Ma non è sempre stato così. Ci sono state epoche in cui la teologia era la regina delle scienze e ci si picchiava o uccideva per una parola piuttosto che un’altra nelle definizioni teologiche, se ne dibatteva nei mercati e nei porti, perché in quelle parole si trattava di valori vitali, di intere concezioni della vita.
Come noto e per buon esempio, la questione di fondo a cui Tommaso risponde è quella della relazione tra ragione e fede. C’è una relazione? E se c’è, quale dovrebbe essere? Siamo irrazionali se crediamo in Dio o siamo irrazionali a non credere? Come ricorda nell’incontro termolese Mons. Palumbo, Tommaso rende reciprocamente necessarie fede e ragione, intendendo quest’ultima secondo la migliore scienza del suo tempo, quella aristotelica. Da qui una storia di secoli che segna la corrente a lungo maggioritaria nel pensiero cattolico: la fede è principalmente questione di conoscenza e non di affezione, etica, volontà, moralità. È il giudizio che trascina la volontà e non viceversa, e quindi non si conosce il vero perché ci si vuol bene, ma ci si vuol bene perché si conosce il vero. Non che Tommaso non sappia che la libertà e la volontà umane sono ferite, contraddittorie, contorte e oscure – è ciò che la tradizione ascrive al peccato originale – ma legge tutto questo nell’orizzonte della relazione che l’essere umano ha con la verità, cioè, nei suoi termini, con la possibilità di conoscere. Abbiamo tanti desideri, spesso contraddittori, ma più forte di tutto è il desiderio del vero, che ci costituisce. Se così non fosse tutta la vicenda di libertà, peccato originale, grazia, travolgerebbe tutta la conoscenza umana come avviene nel percorso intellettuale di Lutero: se salta la primazia della ragione e della verità, salta ogni mediazione intellettuale e culturale.

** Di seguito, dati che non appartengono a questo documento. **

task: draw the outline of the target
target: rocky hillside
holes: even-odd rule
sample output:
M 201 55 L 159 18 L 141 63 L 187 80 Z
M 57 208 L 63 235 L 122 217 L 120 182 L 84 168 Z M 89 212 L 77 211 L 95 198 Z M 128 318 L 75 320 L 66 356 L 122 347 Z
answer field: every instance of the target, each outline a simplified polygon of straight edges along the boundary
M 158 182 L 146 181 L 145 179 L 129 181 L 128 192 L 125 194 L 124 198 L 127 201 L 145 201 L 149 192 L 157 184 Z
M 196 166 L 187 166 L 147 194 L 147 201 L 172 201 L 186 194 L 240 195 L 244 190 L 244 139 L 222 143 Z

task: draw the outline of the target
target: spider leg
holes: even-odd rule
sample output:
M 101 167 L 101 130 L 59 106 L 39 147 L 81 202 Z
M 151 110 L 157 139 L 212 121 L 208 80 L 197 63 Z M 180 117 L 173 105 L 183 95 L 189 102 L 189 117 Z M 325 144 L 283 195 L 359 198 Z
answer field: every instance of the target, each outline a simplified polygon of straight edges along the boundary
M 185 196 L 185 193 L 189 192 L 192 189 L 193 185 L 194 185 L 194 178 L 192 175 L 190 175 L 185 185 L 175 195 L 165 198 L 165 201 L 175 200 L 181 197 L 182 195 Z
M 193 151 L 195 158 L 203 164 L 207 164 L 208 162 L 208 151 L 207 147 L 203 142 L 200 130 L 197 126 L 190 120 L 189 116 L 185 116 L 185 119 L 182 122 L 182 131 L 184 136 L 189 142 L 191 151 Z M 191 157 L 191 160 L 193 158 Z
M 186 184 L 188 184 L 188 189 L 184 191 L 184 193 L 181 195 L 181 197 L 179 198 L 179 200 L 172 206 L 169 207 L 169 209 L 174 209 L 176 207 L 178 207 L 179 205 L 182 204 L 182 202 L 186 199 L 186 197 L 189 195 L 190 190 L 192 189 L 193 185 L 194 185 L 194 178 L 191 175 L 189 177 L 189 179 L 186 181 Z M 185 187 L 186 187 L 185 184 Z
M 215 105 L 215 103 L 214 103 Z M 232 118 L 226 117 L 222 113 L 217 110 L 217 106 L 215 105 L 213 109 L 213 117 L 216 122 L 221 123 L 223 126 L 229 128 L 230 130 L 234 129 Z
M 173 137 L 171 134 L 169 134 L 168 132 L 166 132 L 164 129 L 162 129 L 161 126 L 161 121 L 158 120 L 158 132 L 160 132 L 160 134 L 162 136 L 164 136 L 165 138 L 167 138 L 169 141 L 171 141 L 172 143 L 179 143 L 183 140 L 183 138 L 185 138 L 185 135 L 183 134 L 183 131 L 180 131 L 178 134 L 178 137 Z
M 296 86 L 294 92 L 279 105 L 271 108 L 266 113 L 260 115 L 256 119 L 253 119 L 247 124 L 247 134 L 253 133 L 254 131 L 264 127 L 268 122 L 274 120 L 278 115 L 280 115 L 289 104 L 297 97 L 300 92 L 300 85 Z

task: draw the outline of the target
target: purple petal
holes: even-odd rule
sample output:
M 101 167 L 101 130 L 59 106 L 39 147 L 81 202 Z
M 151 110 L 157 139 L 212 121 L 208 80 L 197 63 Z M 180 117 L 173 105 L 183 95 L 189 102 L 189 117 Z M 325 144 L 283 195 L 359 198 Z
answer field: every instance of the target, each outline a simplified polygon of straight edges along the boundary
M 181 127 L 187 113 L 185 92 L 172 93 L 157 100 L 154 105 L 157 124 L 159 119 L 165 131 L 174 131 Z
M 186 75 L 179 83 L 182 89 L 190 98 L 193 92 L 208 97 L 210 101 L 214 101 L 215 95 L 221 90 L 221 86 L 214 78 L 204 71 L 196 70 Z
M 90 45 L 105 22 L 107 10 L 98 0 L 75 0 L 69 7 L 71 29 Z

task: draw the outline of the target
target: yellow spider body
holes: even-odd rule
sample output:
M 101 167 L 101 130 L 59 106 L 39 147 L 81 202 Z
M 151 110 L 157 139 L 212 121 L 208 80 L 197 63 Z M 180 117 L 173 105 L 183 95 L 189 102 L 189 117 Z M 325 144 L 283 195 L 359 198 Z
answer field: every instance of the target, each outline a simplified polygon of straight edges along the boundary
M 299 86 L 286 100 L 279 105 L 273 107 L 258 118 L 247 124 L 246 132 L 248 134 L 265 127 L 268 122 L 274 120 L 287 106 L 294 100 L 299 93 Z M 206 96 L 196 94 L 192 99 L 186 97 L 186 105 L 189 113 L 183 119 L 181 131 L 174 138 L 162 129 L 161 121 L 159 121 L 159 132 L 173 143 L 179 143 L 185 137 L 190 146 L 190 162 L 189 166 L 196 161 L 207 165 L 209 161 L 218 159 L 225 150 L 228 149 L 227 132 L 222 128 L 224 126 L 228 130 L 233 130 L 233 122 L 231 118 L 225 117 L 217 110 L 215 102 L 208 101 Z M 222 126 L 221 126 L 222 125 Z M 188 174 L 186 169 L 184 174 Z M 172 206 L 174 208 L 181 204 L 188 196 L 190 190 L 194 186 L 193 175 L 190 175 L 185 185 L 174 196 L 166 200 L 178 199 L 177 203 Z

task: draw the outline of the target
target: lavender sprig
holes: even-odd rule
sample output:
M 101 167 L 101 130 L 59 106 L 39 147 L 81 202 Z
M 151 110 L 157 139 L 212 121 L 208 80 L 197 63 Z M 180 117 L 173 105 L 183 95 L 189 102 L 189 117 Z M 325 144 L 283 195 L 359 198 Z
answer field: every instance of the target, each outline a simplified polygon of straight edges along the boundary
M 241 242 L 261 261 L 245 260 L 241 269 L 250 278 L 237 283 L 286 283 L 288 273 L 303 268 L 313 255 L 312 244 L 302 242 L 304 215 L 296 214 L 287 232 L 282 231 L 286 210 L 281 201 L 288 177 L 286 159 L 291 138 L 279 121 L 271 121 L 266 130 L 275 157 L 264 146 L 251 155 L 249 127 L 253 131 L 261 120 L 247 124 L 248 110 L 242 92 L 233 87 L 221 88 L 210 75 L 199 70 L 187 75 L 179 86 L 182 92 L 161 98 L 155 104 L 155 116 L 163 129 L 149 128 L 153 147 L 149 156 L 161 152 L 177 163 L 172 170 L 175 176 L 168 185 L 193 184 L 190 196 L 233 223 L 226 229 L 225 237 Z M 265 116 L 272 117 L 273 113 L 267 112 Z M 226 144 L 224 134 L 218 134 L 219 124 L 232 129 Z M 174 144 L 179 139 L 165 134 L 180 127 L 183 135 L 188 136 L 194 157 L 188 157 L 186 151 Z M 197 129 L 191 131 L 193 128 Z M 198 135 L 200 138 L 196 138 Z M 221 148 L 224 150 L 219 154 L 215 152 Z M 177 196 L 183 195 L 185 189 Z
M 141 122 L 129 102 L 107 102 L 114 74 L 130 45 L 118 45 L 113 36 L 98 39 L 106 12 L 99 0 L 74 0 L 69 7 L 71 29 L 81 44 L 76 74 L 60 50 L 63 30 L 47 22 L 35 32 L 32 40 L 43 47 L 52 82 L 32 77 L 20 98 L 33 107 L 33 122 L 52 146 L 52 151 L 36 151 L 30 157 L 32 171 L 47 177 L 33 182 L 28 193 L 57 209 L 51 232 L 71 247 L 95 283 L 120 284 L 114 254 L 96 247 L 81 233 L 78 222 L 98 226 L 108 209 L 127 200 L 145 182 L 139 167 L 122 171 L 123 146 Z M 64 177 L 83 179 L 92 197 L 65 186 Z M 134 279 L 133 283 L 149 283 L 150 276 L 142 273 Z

Sono temi che hanno ancora senso? Sono soluzioni che parlano ancora alla mente e al cuore degli esseri umani? I filosofi nordamericani negli ultimi decenni hanno ripreso Tommaso per il modo di ragionare, analitico, più che per i contenuti. Tuttavia, è proprio quel modo che pare freddo e distante dal nostro modo e dal nostro mondo. I dibattiti su Ai, sui suoi rischi, su che cos’è umano e cosa non lo è in realtà hanno spesso, che uno lo sappia o no, sfondi filosofici e teologici. Quindi non è vero che sono temi desueti. Però paiono tutti poco scientifici. Se i temi teologici possono ancora parlare a tutti – perché sono i grandi temi della vita – occorre trovare una strada che sia consona alla miglior scienza del nostro tempo, in tutta la sua ampiezza. E, forse, prima che nella teologia stessa, il problema sta nella nostra concezione di scienza, che è troppo debitrice alla distinzione ottocentesca tra scienze naturali e umanistiche, hard e soft, matematiche e letterarie. La nostra miglior scienza dovrebbe comprendere invece tutti i campi, descrittivi e normativi, in una varietà di metodi: ogni conoscenza sistematica è sia logica e analitica sia sperimentale e sintetica e, nella mia ricostruzione, è anche suggestiva e vaga. Se ci fosse una summa di teologia ora, dovrebbe cercare di ricoprire tutta questa varietà di metodi e di campi. Ci sono stati tanti tentativi originali e importanti nell’ultimo secolo, con molti approcci innovativi, ma forse mai così ampi e così rispettosi di una scienza intesa originalmente, che vada dall’estetica alla matematica, dalla letteratura alla chimica. Forse, non è più l’opera che può fare un solo autore ma occorrerebbe una squadra.